Strisce di cielo terse, riempiono gli occhi
di passeggeri distratti, su una strada che corre,
dimore smarrite che velano l’andare
barcollante di chi, trascinandosi cerca, pace.
intanto si sgretola il libro della terra, come
un giuramento falso, in una lingua spinosa.
L’ora più buia è quella prima del mattino,
luogo agitato, di tempi avaro,
nodo di pensieri recisi, scritti di silenzio.

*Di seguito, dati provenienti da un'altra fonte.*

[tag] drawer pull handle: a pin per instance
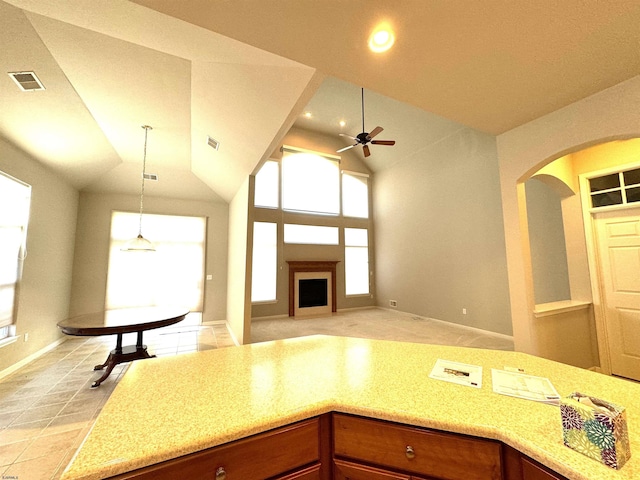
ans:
(221, 474)
(409, 452)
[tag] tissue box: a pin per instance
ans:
(595, 428)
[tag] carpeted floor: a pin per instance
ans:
(381, 324)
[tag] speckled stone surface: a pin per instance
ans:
(167, 407)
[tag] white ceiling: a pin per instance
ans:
(244, 71)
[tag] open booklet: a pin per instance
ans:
(460, 373)
(524, 386)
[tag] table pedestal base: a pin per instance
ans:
(121, 355)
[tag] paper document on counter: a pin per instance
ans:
(460, 373)
(524, 386)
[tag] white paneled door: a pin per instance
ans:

Ma il Vento, quando cammina fra le corde,
come catene sospese, risveglia la mia+
voce scordata, e scopro di doverti parole,
come l’ape deve miele al suo fiore.
Solo genuflesso,
come volo inatteso di una foglia che cade,
ritrovo percorsi non raggiunti dal caso,
tracciati tanto tempo fa, dove,
per poco ancora, mi ricordo bambino:
tra mille barche, scelsi la tua, Padre.
Fine porrai all’attesa dei miei occhi
che vedono quel che non possono toccare:
ed è preludio d’incanto,
vestigia di un mondo disegnato
da una Scrittrice di parole
così vecchie, da esser ora nuove.
Più breve respira il tempo di chi,
urgendo nuova vita,
col coraggio di cambiare passo,
rischia certezze per l’incertezza.
E accade che uomini,
erba secca con radici d’eternità,
quando è giorno nel cielo,
scorgano i solchi dell’invisibile
che attraversano il cuore,
brecce per vedere,
come un sogno appena sbucciato,
la terra che calpesteremo, allegri.
E un sorriso diventa la mia danza nella cecità.